O problema todo se originou da disposição legal contida no art. 259 do código revogado que fez surgir, na prática, dois regimes de separação de bens:
Art. 259. Embora o regime não seja o da comunhão de bens, prevalecerão, no silêncio do contrato, os princípios dela, quanto à comunicação dos adquiridos na constância do casamento.
As conclusões que se retiram do citado dispositivo são estas:
  1. Aplicado o dispositivo ao regime da separação convencional de bens a regra acarretaria a comunhão dos aquestos, caso não houvesse a pactuação prévia, por escritura pública, prevendo expressamente a exclusão (a) dos bens adquiridos anteriormente ao casamento ou (b) dos que viessem a ser adquiridos pelos cônjuges  (Nesse sentido, vide AC 990.10.017.203-4, abaixo comentada);
  2. No caso do regime da separação legal ou obrigatória de bens, o mesmo entendimento se impunha;
Em face desse panorama legal, o Supremo Tribunal Federal editou a  conhecida Súmula 377:
No regime da separação obrigatória de bens, comunicam-se os adquiridos na constância do casamento.
Mas o problema hoje enfrentado pelos juristas reside no fato de que o referido art. 259 foi revogado pelo novo diploma civil e não há qualquer dispositivo que lhe corresponda na nova ordem civil.
Nesse caso, como ficamos? A Súmula 377 continua em vigor e produzindo todos os seus efeitos?
A doutrina controverte. Não é o nosso foco reproduzir aqui as abalizadas opiniões que se orientam num ou noutro sentido.

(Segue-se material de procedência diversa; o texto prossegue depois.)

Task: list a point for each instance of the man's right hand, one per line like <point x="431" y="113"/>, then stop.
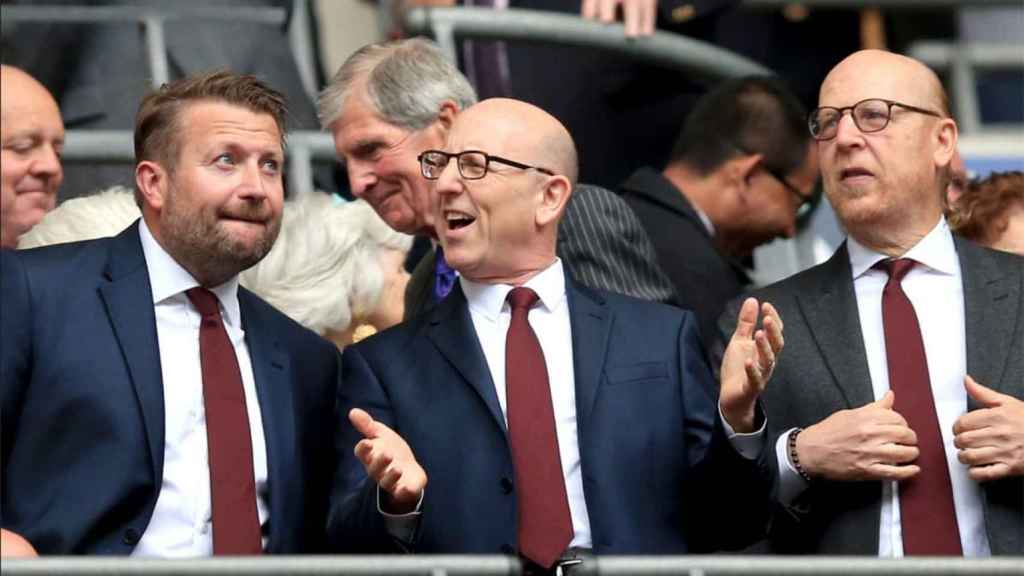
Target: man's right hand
<point x="13" y="545"/>
<point x="872" y="442"/>
<point x="390" y="462"/>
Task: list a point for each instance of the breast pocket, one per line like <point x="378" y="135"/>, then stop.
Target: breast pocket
<point x="636" y="373"/>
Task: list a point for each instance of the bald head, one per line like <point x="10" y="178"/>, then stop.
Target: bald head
<point x="32" y="133"/>
<point x="536" y="136"/>
<point x="889" y="76"/>
<point x="887" y="180"/>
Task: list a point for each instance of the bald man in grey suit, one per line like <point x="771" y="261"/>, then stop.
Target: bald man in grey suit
<point x="851" y="450"/>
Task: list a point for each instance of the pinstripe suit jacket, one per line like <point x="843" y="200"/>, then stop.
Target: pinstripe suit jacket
<point x="823" y="369"/>
<point x="600" y="241"/>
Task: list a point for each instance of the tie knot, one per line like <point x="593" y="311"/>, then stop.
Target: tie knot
<point x="896" y="269"/>
<point x="204" y="300"/>
<point x="522" y="298"/>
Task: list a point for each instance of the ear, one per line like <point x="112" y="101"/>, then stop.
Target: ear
<point x="153" y="181"/>
<point x="554" y="197"/>
<point x="946" y="135"/>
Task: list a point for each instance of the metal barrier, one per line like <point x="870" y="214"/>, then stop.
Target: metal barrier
<point x="507" y="566"/>
<point x="696" y="57"/>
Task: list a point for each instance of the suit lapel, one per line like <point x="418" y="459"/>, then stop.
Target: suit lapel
<point x="451" y="329"/>
<point x="128" y="298"/>
<point x="991" y="310"/>
<point x="829" y="309"/>
<point x="271" y="373"/>
<point x="591" y="324"/>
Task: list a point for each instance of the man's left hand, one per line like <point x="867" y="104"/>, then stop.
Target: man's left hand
<point x="991" y="440"/>
<point x="749" y="363"/>
<point x="638" y="15"/>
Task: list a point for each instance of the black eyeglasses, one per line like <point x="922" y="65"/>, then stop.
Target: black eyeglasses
<point x="804" y="203"/>
<point x="473" y="164"/>
<point x="869" y="116"/>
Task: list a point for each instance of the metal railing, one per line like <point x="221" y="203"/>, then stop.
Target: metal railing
<point x="507" y="566"/>
<point x="699" y="58"/>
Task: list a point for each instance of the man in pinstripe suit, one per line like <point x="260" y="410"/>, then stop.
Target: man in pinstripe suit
<point x="390" y="101"/>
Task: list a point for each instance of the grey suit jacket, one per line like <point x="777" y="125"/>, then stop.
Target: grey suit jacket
<point x="823" y="369"/>
<point x="600" y="241"/>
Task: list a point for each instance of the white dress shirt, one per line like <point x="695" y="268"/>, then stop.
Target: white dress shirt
<point x="181" y="520"/>
<point x="936" y="290"/>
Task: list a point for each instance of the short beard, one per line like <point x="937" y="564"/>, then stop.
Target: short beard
<point x="206" y="250"/>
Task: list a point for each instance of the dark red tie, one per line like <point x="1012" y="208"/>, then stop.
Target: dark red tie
<point x="926" y="501"/>
<point x="232" y="485"/>
<point x="545" y="524"/>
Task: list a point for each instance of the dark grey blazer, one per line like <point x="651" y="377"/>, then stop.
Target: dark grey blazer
<point x="602" y="244"/>
<point x="823" y="369"/>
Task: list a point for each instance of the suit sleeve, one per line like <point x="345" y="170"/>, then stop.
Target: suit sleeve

Calha destacar que é bastante robusta a tese da vigência da Súmula 377, fortalecida pela exegese histórica do Projeto de Código Civil. O artigo 1.641 do Projeto tinha a seguinte redação:
É obrigatório o regime da separação de bens no casamento, sem a comunhão de aquestos:
A parte final foi suprimida pela Câmara dos deputados com a seguinte justificativa:
“em se tratando de regime da separação de bens, os aquestos provenientes do esforço comum devem se comunicar, em exegese que se afeiçoa à evolução do pensamento jurídico e repudia o enriquecimento sem causa, estando sumulada pelo Supremo Tribunal Federal (Súmula 377)”. (DA SILVA, Regina Beatriz Tavares (Org). Código Civil comentado. 6 ed. São Paulo: Saraiva, 2008, p. 1.791).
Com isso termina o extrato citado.